4. Such violence, however, was endured by the common people from the servants of tyrants, but men of distinction and wealth were brought to the tyrants themselves. There some were put to death on false charges of conspiracy, others on the pretext that they wanted to betray the city to the Romans, and most often false witnesses accused them of intending to desert to the Romans. Those who were robbed by Simon were brought to John, and those who were ruined by the latter were handed over to the former. So in turn they drank the blood of their fellow citizens and divided the corpses of the unfortunates among themselves. Fighting among themselves for supreme power, they were unanimous in their crimes. Whoever prevented another from taking part in violence against fellow citizens was considered a selfish scoundrel, and he who was excluded from participation regretted that he had lost the opportunity to commit cruelty, as the loss of a good deed.
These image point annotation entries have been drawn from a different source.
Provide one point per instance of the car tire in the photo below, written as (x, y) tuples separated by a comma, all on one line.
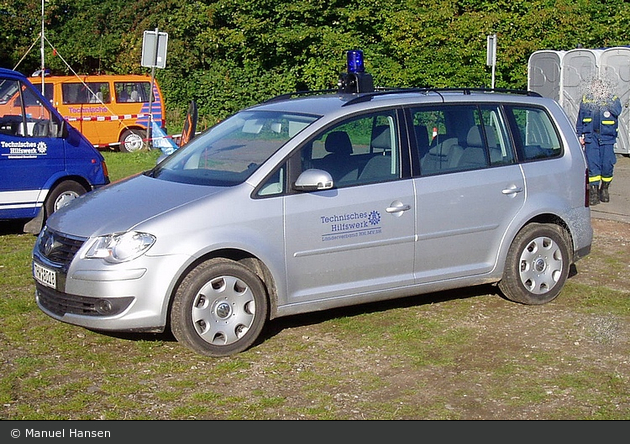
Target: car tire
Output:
[(537, 265), (62, 195), (219, 309), (132, 141)]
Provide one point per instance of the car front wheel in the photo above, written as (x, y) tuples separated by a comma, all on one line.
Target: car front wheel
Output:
[(62, 195), (537, 265), (219, 309)]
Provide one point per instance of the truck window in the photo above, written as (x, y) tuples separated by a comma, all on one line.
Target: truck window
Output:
[(132, 91), (22, 113), (81, 93)]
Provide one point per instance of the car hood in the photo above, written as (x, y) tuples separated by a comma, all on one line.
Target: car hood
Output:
[(123, 205)]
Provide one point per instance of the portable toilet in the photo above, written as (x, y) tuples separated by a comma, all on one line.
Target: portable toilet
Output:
[(565, 75), (614, 68), (543, 73)]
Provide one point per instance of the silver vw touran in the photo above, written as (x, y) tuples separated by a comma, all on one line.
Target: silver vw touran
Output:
[(312, 201)]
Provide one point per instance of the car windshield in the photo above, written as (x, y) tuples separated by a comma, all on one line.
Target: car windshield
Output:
[(228, 153)]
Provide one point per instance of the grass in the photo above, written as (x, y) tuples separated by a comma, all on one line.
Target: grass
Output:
[(465, 354)]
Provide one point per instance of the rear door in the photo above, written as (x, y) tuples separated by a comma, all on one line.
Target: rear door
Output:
[(358, 237), (465, 210)]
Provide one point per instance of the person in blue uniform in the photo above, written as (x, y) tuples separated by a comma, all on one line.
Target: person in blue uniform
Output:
[(597, 125)]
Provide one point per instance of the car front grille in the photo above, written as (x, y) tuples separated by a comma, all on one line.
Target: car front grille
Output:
[(58, 248)]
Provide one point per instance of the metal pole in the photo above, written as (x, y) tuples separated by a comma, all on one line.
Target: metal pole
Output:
[(150, 128), (42, 49)]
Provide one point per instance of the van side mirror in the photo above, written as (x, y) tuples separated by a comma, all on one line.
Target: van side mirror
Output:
[(313, 180)]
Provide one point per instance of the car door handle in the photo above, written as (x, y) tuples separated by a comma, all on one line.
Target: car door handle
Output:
[(512, 190), (397, 207)]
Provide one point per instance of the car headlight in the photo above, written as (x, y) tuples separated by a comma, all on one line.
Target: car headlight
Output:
[(120, 247)]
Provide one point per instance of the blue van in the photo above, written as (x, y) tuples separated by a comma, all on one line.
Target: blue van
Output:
[(44, 161)]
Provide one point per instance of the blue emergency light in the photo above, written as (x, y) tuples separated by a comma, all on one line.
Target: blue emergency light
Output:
[(356, 80), (355, 61)]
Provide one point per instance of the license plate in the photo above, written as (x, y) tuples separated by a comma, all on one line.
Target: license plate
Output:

5. It is impossible to describe their fanaticism separately. In short, no city has suffered anything like it, and no generation since the world has done more evil. After all, they also mocked the Jewish people in order to appear less godless towards foreigners. But by this they clearly showed that they themselves were slaves, a crowd of vagabonds, and the illegitimate scum of their people. It was they who destroyed the city, they forced the Romans, against their own will, to give their name to the sad victory, and they themselves almost with their own hands dragged into the temple the slowing fire. Without sorrow or tears, they looked from the Upper City at the conflagration, while it aroused a feeling of compassion among the Romans. Of this, however, we shall have occasion to speak again when we come to the description of the corresponding events.

Chapter Eleven

A multitude of Jews were crucified before the walls of the city. — About Antiochus Epiphanes. — The Jews destroy the fortifications of the Romans.

1. Titus, meanwhile, quickly finished the construction of the ramparts, although the soldiers suffered much from the defenders of the wall. [362] After this, he sent a part of the horsemen to capture those Jews who went down to the country ravines in search of food. Among them there were also warriors who could no longer be satisfied with robbery alone, but for the most part they were poor from the common people. If they did not go over to the Romans, it was only because they feared for the fate of their families, for it was impossible to flee with their wives and children because of the vigilance of the rebels, and to leave them to the mercy of these villains would have been to deliberately condemn them to death. Famine, however, inspired them with courage to leave the city, but even after they had succeeded in deceiving the guards, they were still in danger from an external enemy. Falling into the hands of the Romans, they unwittingly defended themselves out of fear of execution, and once they resisted, they considered it useless to ask for mercy afterwards and perished. After preliminary scourging and all kinds of torture, they were crucified in full view of the wall. Titus, though he pitied these unfortunates, of whom five hundred men were brought in every day, and sometimes more, on the other hand, he thought it dangerous to set at liberty men who had been taken prisoner by force, and if he wished to guard them, such a mass of guards might soon become guards for their guards.